Irma is a Category 3 hurricane on the Saffir-Simpson Hurricane Wind Scale, the center said in an advisory early Monday, adding that some strengthening is expected over the next two days.  The center said Irma had maximum sustained winds of almost 115 mph. It was centered about 680 miles east of the Leeward Islands, moving west-southwest at 14 mph.    

Irma formed on the heels of Harvey, which struck the Gulf Coast of Texas on Aug. 26. Thousands have been displaced by the storm due to torrential rain and flooding. Texas Gov. Greg Abbott estimates Harvey caused up to $180 billion in damage.

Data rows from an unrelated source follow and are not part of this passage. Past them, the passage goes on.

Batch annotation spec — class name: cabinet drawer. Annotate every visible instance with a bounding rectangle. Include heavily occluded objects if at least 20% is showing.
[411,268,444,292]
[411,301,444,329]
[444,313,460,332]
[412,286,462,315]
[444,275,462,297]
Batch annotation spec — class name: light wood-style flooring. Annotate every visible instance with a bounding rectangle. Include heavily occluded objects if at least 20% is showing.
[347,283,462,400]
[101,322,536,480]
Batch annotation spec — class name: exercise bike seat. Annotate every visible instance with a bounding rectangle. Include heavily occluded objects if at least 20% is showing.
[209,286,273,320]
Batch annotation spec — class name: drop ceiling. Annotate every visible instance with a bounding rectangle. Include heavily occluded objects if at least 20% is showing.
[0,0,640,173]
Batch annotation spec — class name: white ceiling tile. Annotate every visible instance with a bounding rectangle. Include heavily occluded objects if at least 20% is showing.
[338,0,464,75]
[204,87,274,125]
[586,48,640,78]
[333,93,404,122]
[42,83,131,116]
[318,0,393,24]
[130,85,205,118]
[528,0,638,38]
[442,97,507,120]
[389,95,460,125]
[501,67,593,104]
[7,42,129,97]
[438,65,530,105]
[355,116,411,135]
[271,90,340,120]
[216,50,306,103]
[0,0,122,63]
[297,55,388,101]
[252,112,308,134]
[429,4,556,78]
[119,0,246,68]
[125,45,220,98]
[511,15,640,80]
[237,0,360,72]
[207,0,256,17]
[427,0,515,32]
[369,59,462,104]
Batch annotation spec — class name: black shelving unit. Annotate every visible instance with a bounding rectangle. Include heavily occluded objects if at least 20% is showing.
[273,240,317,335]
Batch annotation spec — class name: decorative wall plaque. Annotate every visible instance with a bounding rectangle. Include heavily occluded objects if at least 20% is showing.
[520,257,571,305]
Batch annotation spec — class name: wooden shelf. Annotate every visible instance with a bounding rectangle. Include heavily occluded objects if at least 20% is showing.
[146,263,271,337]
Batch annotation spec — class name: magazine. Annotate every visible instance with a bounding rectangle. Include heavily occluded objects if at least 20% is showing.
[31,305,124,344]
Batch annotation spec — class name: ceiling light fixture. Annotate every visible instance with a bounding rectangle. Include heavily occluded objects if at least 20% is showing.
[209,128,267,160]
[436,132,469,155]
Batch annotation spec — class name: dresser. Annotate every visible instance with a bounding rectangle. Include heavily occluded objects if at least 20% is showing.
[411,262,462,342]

hurricane-irma-cone-projected-path-2a-090417.jpg

A "forecast cone" showing the probable path of Hurricane Irma, as of 2 a.m. ET on Mon., September 4, 2017; "M" stands for Major Hurricane

National Hurricane Center

Long-range forecasts indicated Irma likely would curve to the northwest beginning late Monday and skirt to the north of those islands on a path that could potentially take it to the U.S. East Coast, but it was too early to make a definitive prediction.

Antigua's prime minister, Gaston Browne, urged people to take preventative measures in case Irma should hit, including cleaning drains and removing objects that could be sent airborne by high winds.

Workers began pruning trees and shrubs to reduce chances for branches to tear down power and phone lines.

"The passage of a hurricane is not a matter to be taken lightly, but we must not panic," Browne said in a statement.

The Antigua and Barbuda weather service said Irma was expected to bring heavy rains, rough surf and high winds to islands along the northern edge of the Antilles.

Puerto Rico's governor, Ricard Rossello, said government agencies in the U.S. territory were prepared to deal with any emergencies caused by the storm.

"We have established protocols for the safety of all," he said at a news conference, while he also urged islanders to take precautions.

In the Dominican Republic, Public Works Minister Gonzalo Castillo said workers there were clear away road works and also clean out blockages of sewer drains. He said President Danilo Medina would lead a meeting with emergencies agencies on Monday to discuss storm preparations.